Terraform uses SDKs for interacting with provider APIs. There isn’t a distinction to be made for Terraform. You just bump the SDK version and it’s down to the individual provider APIs ‘under the covers’ to handle versioning. So in that case I looked at the top providers listed on https://registry.terraform.io/browse/providers which are AWS, Azure and Google Cloud Platform.
AWS versions its APIs using a versioning system based on the format “YYYY-MM-DD”. The YYYY-MM-DD format is based on the date of the API release.
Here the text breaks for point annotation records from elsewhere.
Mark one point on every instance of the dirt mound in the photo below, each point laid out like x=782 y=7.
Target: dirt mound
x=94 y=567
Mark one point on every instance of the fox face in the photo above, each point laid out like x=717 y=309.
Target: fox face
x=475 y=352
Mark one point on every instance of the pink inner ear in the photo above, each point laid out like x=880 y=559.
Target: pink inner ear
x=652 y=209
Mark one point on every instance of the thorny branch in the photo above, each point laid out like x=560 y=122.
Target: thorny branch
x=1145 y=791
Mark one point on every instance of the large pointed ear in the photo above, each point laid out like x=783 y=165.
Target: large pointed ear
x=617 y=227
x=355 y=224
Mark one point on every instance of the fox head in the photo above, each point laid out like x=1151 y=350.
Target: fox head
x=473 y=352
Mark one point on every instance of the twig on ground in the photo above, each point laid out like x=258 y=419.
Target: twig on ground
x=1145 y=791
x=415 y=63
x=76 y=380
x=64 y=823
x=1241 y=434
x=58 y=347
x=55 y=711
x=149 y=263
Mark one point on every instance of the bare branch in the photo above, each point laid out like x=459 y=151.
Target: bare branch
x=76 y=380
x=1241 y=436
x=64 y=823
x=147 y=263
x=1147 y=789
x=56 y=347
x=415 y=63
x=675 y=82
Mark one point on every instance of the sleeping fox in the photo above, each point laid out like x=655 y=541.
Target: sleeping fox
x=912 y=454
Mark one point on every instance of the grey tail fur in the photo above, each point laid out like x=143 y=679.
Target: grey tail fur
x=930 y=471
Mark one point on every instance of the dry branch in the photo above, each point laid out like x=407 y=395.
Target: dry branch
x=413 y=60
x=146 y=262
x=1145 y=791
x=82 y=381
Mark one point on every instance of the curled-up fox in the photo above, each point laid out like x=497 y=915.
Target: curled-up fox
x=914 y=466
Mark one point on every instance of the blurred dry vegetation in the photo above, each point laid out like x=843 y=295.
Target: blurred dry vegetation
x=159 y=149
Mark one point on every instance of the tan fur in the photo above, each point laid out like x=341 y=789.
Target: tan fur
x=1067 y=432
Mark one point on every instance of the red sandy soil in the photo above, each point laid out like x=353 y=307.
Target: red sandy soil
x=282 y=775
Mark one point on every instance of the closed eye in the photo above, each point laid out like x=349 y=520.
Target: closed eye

Each API has its own version number, which is incremented with each new release.
For example, an API released on January 1st, 2020, would have a version number of “2020-01-01”.
In the SDK you pass in the API version you want, for example…
var dynamodb = new AWS.DynamoDB({apiVersion: '2011-12-05'});
https://docs.aws.amazon.com/sdk-for-javascript/v2/developer-guide/locking-api-versions.html
To quote Microsoft…
To specify which version of an operation to use, set the api-version query parameter. The version is of the format Group.Major.Minor where Group is in the format ‘YYYY-MM-DD’ and Major is an integer and Minor is an integer.
For example…
?api-version=2020-09-01.12.0
https://learn.microsoft.com/en-us/rest/api/batchservice/batch-service-rest-api-versioning
Google uses a path based versioning system. The beginning of the path contains the version and it’s only a major version. The Google documentation states…
Google APIs must not expose minor or patch version numbers. For example, Google APIs use v1, not v1.0, v1.1, or v1.4.2. From a user's perspective, major versions are updated in place, and users receive new functionality without migration.